Nota:
Anotação em 1996: O filme é tão brilhante quanto pesado, duro, violento, ruim. Um gigantesco pesadelo, de quase três horas de duração – 178 minutos, para ser preciso. Gigantesco pesadelo, com mais cenas de morte violentas, possivelmente, do que toda a trilogia Godfather.
Num determinado momento me ocorreu o seguinte (e, segundo Marynha, ocorreu a ela também): credo, o Scorsese fez esse filme pensando assim – “Vou fazer meu Godfather“.
Visualmente e em termos de narrativa é um deslumbre, um brilho, um tour de force, um excesso, um overtudo. Desde o lead, um dos melhores da história, com menos de dois minutos, antes da apresentação – aliás, também brilhante, assinada por Saul Bass e sua mulher (que também fizeram a apresentação de A Época da Inocência).
O lead é um milionário e mafioso Robert De Niro saindo de sua mansão e dizendo um texto brilhante de menos de cinco linhas, enquanto se aproxima de seu carrão pra dar a partida. Fui ver de novo e anotei palavra por palavra: “Quando você ama alguém, você tem que confiar nela.
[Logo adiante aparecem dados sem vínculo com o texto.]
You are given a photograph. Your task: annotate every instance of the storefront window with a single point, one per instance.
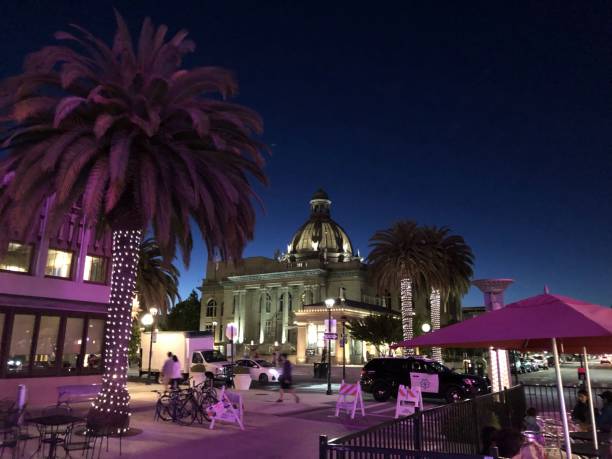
(59, 263)
(17, 258)
(45, 356)
(93, 348)
(73, 339)
(95, 269)
(21, 343)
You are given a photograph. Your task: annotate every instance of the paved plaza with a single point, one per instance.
(272, 430)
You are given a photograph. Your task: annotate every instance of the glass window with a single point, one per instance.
(72, 344)
(45, 354)
(21, 343)
(17, 258)
(95, 269)
(59, 263)
(211, 308)
(93, 346)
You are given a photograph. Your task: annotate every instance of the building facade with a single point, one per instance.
(278, 304)
(53, 300)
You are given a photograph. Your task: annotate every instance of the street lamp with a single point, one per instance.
(329, 304)
(149, 320)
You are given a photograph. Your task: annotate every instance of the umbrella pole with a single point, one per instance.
(568, 445)
(590, 392)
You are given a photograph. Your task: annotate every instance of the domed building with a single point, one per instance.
(278, 303)
(320, 237)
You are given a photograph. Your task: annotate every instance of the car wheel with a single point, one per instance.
(453, 394)
(381, 391)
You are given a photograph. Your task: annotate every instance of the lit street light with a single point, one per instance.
(329, 304)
Não tem outro jeito. Você tem que dar a ela a chave de tudo o que você possui. Se não for assim, pra que serve?” (Pausa; ele entra no carro.) “E durante um tempo eu acreditei que era esse tipo de amor que eu tinha.”
E então, junto com a última palavra, o carro explode, no momento em que entra o som de um Bach que não reconheci, possivelmente uma cantata.
Seguem-se mais 175 minutos de deslumbre visual e cheios de brilho de narrativa. Despejam-se palavras como cai água das cataratas do Iguaçu: as vozes de De Niro e Joe Pesci vão se alternando pra contar a história. Scorsese pôs mais palavras no seu Cassino do que Coppola pôs nos três Godfathers dele, juntos.
Visualmente, há de tudo: superbigimensoclose up de um dado caindo no pano verde (como havia das bolas de sinuca em A Cor do Dinheiro), imagem que pára enquanto o personagem conta o que estava pensando naquele momento, imagem que pára e volta quando os dois personagens centrais, De Niro e La Stone, se vêem pela primeira vez, depois quando eles se casam.
Há aquela tradicionalérrima tomada de western que Brian de Palma usou nos Intocáveis, acho que o Clint usou em Os Imperdoáveis e Scorsese faz questão de repetir, três rostos chegando, cada um de uma vez, quase juntos, num close up, pra enfrentar o saloon. O cassino é mostrado com câmara em grua de cima, de baixo, de todas as maneiras possíveis; o cassino é o grande saloon do Velho Oeste. Scorsese misturou os trejeitos dos dois grandes filões do cinema americano, o faroeste e o filme de gângster, nos seus planos gerais.
Um brilho, um overtudo.
O Ivor Montagu, aquele cara inglês que foi assistente do Hitchcock e do Einsenstein, autor do livro Film World, de 1964, que detestava toda e qualquer pirotecnia, que achava que jamais a câmara deveria estar atrás de uma lareira ou embaixo das patas de um cavalo ou abaixo de uma diligência ou de um carro, porque isso demonstraria a existência de uma câmara de cinema, e não de um possível olhar humano, acharia todo o filme um horror. O filme é todo, todinho, pirotecnia. É tudo, o tempo todo: Olha, caro espectador, isto é um filme, tá? Isto não é a realidade; isto é um filme.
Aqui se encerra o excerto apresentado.